Hi Clemens,
On Mon, Dec 8, 2014 at 2:19 PM, Clemens Ladisch clemens@ladisch.de wrote:
Abhilash Kesavan wrote:
I am working on a 64-bit ARM SoC (Samsung's Exynos7) and have observed unaligned faults while testing certain sound streams with aplay.
[ 24.535661] snd_pcm_lib_write_transfer:sound/core/pcm_lib.c hwbuf is ffffff8000085624, runtime->dma_area is ffffff8000080000, hwoff is 5513, frames_to_bytes is 22052, frames is 5513 [ 24.551244] Unhandled fault: alignment fault (0x96000061) at 0xffffff8000085624 [ 24.579944] PC is at __copy_from_user+0x14/0x60 [ 24.584450] LR is at snd_pcm_lib_write_transfer+0xe4/0x104 [ 24.922054] Call trace: [ 24.924488] [<ffffffc0002d4784>] __copy_from_user+0x14/0x60 [ 24.930040] [<ffffffc0004b7574>] snd_pcm_lib_write1+0x1fc/0x384
We are using the internal sram available for sound, for DMA buffer allocation, using the generic SRAM driver. From the above log, the buffer address offset is not 8-byte aligned and as we are using the SRAM driver which maps the memory as device memory we are getting an unaligned fault. Is it incorrect to use the generic sram driver for arm64 or am I missing something ?
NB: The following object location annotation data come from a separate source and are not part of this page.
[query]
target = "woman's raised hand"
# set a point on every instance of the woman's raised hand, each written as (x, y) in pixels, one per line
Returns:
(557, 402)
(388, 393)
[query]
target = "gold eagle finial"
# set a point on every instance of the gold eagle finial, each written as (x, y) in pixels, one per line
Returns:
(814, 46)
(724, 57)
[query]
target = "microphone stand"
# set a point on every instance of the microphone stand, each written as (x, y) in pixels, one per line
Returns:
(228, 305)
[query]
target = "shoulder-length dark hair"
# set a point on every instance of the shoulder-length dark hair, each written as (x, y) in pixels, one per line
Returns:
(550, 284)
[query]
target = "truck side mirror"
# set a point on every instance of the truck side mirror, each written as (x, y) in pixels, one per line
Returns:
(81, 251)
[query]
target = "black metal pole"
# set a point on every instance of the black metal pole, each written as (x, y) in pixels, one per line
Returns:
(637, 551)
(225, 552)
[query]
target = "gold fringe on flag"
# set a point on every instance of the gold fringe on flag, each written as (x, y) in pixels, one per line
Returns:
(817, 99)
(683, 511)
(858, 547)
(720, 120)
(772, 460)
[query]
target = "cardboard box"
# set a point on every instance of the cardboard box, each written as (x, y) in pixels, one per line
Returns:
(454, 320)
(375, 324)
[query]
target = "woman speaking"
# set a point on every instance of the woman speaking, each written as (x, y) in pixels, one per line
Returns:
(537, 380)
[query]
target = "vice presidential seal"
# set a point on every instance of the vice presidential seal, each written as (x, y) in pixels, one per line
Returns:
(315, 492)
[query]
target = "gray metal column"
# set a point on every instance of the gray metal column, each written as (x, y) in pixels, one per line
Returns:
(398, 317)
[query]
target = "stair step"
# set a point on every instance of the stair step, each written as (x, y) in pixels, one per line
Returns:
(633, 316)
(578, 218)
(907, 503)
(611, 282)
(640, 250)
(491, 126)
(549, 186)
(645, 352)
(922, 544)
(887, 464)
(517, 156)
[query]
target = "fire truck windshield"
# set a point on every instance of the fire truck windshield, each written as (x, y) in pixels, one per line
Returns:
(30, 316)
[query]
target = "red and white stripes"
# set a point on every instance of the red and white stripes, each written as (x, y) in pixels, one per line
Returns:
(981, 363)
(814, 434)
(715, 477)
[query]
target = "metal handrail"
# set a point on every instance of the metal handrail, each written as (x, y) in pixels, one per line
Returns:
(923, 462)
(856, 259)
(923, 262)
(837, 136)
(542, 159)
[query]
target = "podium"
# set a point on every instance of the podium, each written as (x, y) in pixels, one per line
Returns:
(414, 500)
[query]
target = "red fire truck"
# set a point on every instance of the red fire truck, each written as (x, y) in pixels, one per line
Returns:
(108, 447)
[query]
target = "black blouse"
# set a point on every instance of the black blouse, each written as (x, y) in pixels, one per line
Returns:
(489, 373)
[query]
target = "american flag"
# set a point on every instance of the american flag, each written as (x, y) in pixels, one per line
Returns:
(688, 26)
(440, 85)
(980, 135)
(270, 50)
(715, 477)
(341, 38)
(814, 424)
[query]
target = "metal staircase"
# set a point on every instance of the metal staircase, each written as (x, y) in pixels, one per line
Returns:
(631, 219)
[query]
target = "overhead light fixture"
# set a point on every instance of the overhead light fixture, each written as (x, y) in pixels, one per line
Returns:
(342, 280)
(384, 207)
When you give the ALSA framework a memory buffer, it is assumed that it is general-purpose memory, i.e., can be accessed with any alignment.
If your memory does not allow such accesses, you have to do all the accesses in your driver, i.e., do everything in the .copy/.silence callbacks. (You also have to add constraints so that periods and buffer are correctly aligned.)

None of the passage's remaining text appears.